Allan Wright, a Bahamas-based economist, speaking at a fiscal policy workshop hosted by the IDB and the Government, said fiscal rules have become "a popular mechanism by which to anchor fiscal policy, infuse fiscal discipline and promote credibility".
His comments came after Deputy Prime Minister, K Peter Turnquest, while speaking at the same workshop earlier this week, confirmed the Minnis administration's commitment to introduce fiscal rules legislation in February/March 2018 to prevent "runaway spending".
"The ultimate objective of fiscal rules is to promote sustainable growth, while at the same time controlling deficits and limiting debt accumulation," said Mr Wright.

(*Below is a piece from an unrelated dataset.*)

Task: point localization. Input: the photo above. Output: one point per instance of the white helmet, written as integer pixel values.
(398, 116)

"Ambiguities in the objectives and definition can lead to ineffective enforcement; hence a fiscal rule and its objective should be clearly defined.
"In the context of Caribbean countries, a delicate balance must be struck between the short-term and long-term objectives in the creation of any fiscal rule(s)," Mr Wright continued.
Mr Wright said the economic, political and institutional characteristics of a country are integral to the design of any fiscal rule.
"While there is no 'one-size-fits-all' approach, there are some broad principles that should guide the design of fiscal rules. Primarily, these include simplicity and transparency, credibility, and flexibility," he added.
Mr Wright said a country's policy objectives and priorities will determine the precise type of rule introduced, and the nature of supporting Fiscal Responsibility legislation.
"Countries that are highly indebted might require both a primary balance and a debt rule to firmly entrench medium-term fiscal and debt sustainability, as opposed to a country where only a spending rule might be fitting, given its relatively low level of indebtedness and little, if any, sustainability concerns," said Mr Wright.
"Institutional requirements will also vary by country. "For example, country-specific, medium-term objectives and budgetary arrangements must be considered. Global good practices suggest that the strength of fiscal institutions and an effective supporting medium-term budgetary architecture contribute significantly to the success or failure of fiscal rules."
Mr Wright added that in establishing fiscal rules "political will" is vital, and public consultation as well as stakeholder buy-in, crucial.